China incident – In December 1937, the Japanese bombed and sank the American gunboat, the Panay, but then made the necessary apologies, “saving” America from entering war. To vent their frustration, the Japanese resorted to humiliating white civilians in China through slappings and strippings. The Panay incident further supports America’s determination to stay neutral.
“Quarantine Speech” – In 1937, the Japanese militarist at the Marco Polo Bridge near Beijing began an all-out invasion of China. Roosevelt decided not to invoke the recently passed neutrality legislation by refusing to call it a war, which would result in the cutting off of US aid to China. In Chicago, President Roosevelt made his sensational “Quarantine Speech” in the autumn of 1937. Alarmed by the recent aggressions of Italy and Japan, he called for “positive endeavors” to “quarantine” the aggressors – presumably by economic embargoes. However, many isolationists protested, and Roosevelt retracted. In December 1937 Japanese aviators bombed and sank an American gunboat, the Panay in Chinese waters, with a loss of two killed and thirty wounded. Tokyo however made the necessary apologies and paid a proper indemnity, thus cooling the situation.

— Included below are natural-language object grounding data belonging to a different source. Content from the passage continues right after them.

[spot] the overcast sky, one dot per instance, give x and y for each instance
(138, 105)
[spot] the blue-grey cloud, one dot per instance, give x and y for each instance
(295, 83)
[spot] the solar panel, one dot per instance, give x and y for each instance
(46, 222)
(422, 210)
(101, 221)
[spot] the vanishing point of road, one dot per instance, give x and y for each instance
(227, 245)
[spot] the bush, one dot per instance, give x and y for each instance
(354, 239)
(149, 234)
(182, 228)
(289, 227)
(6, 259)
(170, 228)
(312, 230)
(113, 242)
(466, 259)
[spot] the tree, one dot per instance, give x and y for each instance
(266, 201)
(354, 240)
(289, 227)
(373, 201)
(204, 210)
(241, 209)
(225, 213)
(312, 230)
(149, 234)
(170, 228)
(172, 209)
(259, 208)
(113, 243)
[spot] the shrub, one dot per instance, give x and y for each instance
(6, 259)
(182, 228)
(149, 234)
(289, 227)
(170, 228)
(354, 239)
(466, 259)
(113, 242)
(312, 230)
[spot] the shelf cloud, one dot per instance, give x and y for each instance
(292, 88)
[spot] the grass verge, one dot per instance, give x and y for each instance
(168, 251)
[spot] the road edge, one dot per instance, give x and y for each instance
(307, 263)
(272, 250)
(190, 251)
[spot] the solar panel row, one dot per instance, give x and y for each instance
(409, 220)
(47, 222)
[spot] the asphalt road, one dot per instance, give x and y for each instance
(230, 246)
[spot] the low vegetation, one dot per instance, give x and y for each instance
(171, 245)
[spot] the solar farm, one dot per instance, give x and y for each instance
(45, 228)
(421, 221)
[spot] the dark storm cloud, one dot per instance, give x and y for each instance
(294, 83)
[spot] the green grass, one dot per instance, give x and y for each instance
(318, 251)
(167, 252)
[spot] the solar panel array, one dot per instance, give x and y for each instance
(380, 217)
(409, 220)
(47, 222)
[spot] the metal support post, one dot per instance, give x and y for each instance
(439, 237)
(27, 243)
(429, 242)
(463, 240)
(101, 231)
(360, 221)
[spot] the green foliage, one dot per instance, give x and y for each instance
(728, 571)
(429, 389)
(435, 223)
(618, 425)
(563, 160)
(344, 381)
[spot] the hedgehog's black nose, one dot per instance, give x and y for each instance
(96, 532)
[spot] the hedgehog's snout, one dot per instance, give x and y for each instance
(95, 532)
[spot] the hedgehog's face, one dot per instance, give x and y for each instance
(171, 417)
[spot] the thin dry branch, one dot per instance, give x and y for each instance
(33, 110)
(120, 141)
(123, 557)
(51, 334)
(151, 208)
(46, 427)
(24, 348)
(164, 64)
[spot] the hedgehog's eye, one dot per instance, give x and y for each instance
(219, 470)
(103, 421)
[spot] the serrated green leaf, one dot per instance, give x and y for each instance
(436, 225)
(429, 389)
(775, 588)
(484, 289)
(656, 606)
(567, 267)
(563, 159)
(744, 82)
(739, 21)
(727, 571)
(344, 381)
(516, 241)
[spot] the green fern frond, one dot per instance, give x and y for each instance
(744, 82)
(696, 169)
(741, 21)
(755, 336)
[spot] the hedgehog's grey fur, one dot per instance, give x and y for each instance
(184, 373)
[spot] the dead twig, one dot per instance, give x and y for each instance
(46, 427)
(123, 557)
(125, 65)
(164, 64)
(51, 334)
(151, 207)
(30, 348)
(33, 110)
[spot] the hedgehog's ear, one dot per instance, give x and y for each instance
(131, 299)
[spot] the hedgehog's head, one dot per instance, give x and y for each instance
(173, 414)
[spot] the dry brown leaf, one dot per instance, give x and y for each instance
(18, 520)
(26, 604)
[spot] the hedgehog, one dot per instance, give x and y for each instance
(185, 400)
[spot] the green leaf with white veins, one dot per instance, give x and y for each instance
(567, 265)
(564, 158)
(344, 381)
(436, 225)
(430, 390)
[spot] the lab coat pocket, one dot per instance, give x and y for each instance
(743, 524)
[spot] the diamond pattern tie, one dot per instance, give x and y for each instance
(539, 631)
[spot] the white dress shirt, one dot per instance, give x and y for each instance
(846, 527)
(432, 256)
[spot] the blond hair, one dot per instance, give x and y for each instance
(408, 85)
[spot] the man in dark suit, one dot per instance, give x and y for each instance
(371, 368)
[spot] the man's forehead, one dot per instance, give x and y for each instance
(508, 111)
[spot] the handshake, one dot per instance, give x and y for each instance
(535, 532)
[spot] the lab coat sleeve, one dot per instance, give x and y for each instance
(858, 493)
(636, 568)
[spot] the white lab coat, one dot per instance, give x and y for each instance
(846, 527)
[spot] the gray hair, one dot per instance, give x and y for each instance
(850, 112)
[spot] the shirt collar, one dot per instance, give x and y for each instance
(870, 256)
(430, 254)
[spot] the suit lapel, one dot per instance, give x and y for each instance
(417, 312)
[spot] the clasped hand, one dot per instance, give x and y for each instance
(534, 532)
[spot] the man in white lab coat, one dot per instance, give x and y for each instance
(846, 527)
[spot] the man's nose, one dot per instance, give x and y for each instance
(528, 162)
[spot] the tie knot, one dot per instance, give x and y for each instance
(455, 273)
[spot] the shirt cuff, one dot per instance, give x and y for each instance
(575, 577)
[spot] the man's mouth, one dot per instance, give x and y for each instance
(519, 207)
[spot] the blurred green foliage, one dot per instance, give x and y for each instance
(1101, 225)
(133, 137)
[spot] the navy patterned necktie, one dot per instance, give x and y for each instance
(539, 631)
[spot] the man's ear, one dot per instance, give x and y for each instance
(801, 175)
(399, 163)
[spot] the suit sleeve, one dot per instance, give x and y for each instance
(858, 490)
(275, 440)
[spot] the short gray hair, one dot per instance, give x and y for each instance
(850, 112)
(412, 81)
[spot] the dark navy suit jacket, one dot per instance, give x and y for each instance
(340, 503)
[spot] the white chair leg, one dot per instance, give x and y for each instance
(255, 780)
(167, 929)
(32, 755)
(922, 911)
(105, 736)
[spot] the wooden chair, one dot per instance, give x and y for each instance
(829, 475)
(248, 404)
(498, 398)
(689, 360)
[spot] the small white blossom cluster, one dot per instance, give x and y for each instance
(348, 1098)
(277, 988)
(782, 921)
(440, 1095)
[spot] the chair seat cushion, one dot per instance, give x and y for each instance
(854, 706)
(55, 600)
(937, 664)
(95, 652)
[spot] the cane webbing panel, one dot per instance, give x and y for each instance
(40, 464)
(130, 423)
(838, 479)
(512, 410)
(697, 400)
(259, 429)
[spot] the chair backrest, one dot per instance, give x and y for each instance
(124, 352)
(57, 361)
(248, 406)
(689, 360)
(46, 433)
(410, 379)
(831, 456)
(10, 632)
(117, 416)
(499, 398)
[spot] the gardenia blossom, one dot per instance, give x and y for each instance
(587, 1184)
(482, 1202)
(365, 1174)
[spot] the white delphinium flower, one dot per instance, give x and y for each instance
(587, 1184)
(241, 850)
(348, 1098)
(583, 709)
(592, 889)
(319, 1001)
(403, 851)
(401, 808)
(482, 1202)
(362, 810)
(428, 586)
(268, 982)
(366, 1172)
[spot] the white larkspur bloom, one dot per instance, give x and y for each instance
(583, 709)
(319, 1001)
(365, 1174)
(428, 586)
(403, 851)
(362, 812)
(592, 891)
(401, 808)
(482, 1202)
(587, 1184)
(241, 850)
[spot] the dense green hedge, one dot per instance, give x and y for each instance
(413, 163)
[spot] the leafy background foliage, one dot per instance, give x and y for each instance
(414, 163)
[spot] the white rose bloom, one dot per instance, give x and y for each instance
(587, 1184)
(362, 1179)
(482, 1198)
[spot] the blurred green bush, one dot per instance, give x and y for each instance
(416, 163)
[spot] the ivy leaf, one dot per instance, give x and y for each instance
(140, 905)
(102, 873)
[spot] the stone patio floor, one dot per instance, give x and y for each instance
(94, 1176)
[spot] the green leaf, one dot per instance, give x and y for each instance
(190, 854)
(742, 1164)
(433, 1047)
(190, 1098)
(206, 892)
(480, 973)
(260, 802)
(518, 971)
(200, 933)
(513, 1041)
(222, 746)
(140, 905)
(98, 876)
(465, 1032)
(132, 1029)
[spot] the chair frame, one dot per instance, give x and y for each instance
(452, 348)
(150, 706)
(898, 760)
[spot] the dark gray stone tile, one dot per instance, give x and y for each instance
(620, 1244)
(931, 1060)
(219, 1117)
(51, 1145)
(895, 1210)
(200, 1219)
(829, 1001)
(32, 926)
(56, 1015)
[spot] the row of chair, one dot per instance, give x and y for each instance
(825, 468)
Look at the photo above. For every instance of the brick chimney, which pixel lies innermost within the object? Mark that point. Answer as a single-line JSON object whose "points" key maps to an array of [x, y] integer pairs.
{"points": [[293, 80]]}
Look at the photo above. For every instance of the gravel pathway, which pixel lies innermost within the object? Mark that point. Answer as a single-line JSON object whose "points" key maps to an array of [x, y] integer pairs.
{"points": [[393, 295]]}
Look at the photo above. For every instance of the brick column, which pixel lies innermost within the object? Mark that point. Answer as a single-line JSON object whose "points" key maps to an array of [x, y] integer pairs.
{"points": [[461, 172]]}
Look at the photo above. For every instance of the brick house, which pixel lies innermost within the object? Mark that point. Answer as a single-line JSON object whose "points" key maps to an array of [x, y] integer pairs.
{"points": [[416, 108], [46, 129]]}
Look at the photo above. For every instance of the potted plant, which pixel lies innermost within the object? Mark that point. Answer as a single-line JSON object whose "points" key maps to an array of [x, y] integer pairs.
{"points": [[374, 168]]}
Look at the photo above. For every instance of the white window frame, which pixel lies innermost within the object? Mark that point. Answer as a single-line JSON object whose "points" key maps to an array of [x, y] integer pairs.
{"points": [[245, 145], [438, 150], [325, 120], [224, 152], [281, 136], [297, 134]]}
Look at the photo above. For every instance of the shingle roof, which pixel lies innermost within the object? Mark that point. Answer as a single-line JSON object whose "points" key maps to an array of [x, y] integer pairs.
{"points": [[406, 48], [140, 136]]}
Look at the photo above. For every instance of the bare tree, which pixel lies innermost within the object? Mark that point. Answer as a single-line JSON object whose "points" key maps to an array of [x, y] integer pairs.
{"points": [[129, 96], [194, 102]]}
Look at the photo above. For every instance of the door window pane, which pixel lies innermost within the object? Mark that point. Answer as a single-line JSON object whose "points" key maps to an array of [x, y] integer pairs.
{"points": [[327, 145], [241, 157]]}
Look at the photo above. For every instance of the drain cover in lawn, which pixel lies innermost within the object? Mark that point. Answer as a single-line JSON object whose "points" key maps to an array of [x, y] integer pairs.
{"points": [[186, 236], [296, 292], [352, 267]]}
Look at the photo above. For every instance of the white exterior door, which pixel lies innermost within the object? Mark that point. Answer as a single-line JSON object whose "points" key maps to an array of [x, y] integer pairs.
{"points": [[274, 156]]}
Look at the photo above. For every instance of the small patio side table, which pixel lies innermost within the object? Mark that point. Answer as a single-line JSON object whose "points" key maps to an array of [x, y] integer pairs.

Meanwhile, Hitler grew louder and louder, openly flouting the Treaty of Versailles through conscription and militarization of the Rhineland, while murdering German Jews. The Germans began a massive program of arms production, and in 1938 he suddenly took over Austria. Then he began making demands for the German-inhabited Sudetenland of the neighboring Czechoslovakia. He acquired this after a conference in Munich, Germany, in September 1938, in which Britain and France betrayed Czechoslovakia to him. “Appeasement” of the dictators turned out to be useless- in March 1939, scarcely 6 months later, Hitler suddenly took over the rest of Czechoslovakia.